Raid de Varus sur Leptis. Intervention de César (62-64)

[62] (1) Cependant Varus, apprenant que la septième et la huitième légions étaient arrivées de Sicile, fit sortir sa flotte du port d'Utique où il l'avait retirée pendant l'hiver; et, l'ayant remplie de rameurs et de matelots gétules, il s'avança pour croiser, et arriva à Hadrumète avec cinquante-cinq vaisseaux. (2) César, ignorant son arrivée, envoya Lucius Cispius avec vingt-sept galères se poster à Thapsus pour escorter ses convois, et fit partir dans le même but, vers Hadrumète, treize autres galères sous la conduite de Quintus Aquila. (3) Cispius arriva bientôt à sa destination; mais Aquila eut le vent contraire, et ne put doubler le cap; toutefois, ayant trouvé une anse commode, il s'y mit à couvert hors de la portée des ennemis. (4) Le reste de notre flotte était en rade devant Leptis; les matelots, descendus à terre, étaient en partie dispersés sur le rivage, et en partie étaient allés dans la ville pour acheter des vivres: elle se trouvait ainsi sans défense. (5) Varus, en ayant été informé par un transfuge, profita de l'occasion: il sortit du port d'Hadrumète, arriva à la pointe du jour à Leptis avec sa flotte, brûla les vaisseaux de charge qui étaient à l'ancre loin du port, et prit, sans opposition, deux galères à cinq rangs, sur lesquelles il n'y avait point de soldats.
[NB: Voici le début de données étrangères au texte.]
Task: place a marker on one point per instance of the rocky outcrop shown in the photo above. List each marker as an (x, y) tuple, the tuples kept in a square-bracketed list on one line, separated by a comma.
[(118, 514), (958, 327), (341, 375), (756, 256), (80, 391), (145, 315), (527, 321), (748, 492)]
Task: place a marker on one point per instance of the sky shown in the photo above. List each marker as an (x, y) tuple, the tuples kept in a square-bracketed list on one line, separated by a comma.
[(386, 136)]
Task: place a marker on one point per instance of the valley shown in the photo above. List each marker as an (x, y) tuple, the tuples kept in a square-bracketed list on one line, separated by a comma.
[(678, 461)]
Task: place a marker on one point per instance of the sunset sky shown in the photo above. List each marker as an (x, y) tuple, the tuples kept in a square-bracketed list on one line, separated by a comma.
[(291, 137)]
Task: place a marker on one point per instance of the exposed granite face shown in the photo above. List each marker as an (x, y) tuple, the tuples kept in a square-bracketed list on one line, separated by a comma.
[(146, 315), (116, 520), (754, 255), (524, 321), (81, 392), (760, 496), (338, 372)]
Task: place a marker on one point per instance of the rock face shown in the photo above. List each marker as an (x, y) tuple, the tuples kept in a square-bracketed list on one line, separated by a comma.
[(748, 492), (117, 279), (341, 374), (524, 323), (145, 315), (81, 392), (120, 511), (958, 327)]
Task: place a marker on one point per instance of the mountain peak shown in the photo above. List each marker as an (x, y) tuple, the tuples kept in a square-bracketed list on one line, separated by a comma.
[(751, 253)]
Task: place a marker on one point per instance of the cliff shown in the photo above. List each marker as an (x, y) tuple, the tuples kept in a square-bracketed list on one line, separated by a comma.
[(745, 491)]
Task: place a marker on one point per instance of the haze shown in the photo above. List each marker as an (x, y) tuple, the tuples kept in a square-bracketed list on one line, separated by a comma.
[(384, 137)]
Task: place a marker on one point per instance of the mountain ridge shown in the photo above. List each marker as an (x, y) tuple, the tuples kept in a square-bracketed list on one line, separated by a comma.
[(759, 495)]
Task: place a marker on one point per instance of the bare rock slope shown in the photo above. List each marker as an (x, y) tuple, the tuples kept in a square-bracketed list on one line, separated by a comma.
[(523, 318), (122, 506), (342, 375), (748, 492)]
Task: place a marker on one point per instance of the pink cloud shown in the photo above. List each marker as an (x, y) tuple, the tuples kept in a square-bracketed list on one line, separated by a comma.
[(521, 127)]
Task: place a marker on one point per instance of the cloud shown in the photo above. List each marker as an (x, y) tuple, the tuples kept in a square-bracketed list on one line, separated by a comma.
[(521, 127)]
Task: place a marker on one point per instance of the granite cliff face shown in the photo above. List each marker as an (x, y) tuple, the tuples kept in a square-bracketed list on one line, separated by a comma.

[63] (1) Cependant César, ayant appris cette nouvelle tandis qu'il visitait les travaux qui étaient éloignés du port d'environ six mille pas, quitte tout, monte à cheval et arrive promptement à Leptis. Là, après avoir exhorté toute sa flotte à le suivre, il part en avant sur le premier petit bâtiment qui se présente, se renforce, en passant, d'Aquila, que le nombre des vaisseaux ennemis avait effrayé, et se met à leur poursuite. (2) Alors Varus, étonné de l'activité et de l'audace de César, rebrousse chemin et s'enfuit vers Hadrumète avec toute sa flotte. (3) César le poursuit l'espace de quatre milles, reprend une de ses galères à cinq rangs avec tout l'équipage et cent trente soldats ennemis qui la gardaient. Une galère à trois rangs, qui avait voulu se défendre, fut prise avec tous les matelots et les rameurs dont elle était chargée. (4) Le reste de la flotte ennemie doubla le cap et rentra au port d'Hadrumète. (5) César ne put doubler le cap avec le même vent. Il passa la nuit à l'ancre dans la rade, s'approcha au point du jour d'Hadrumète, brûla les vaisseaux de transport qui étaient en rade, s'empara de tous les autres ou les repoussa dans le port, et, après avoir attendu quelque temps pour voir si la flotte ennemie voudrait lui livrer combat, il se retira dans son camp.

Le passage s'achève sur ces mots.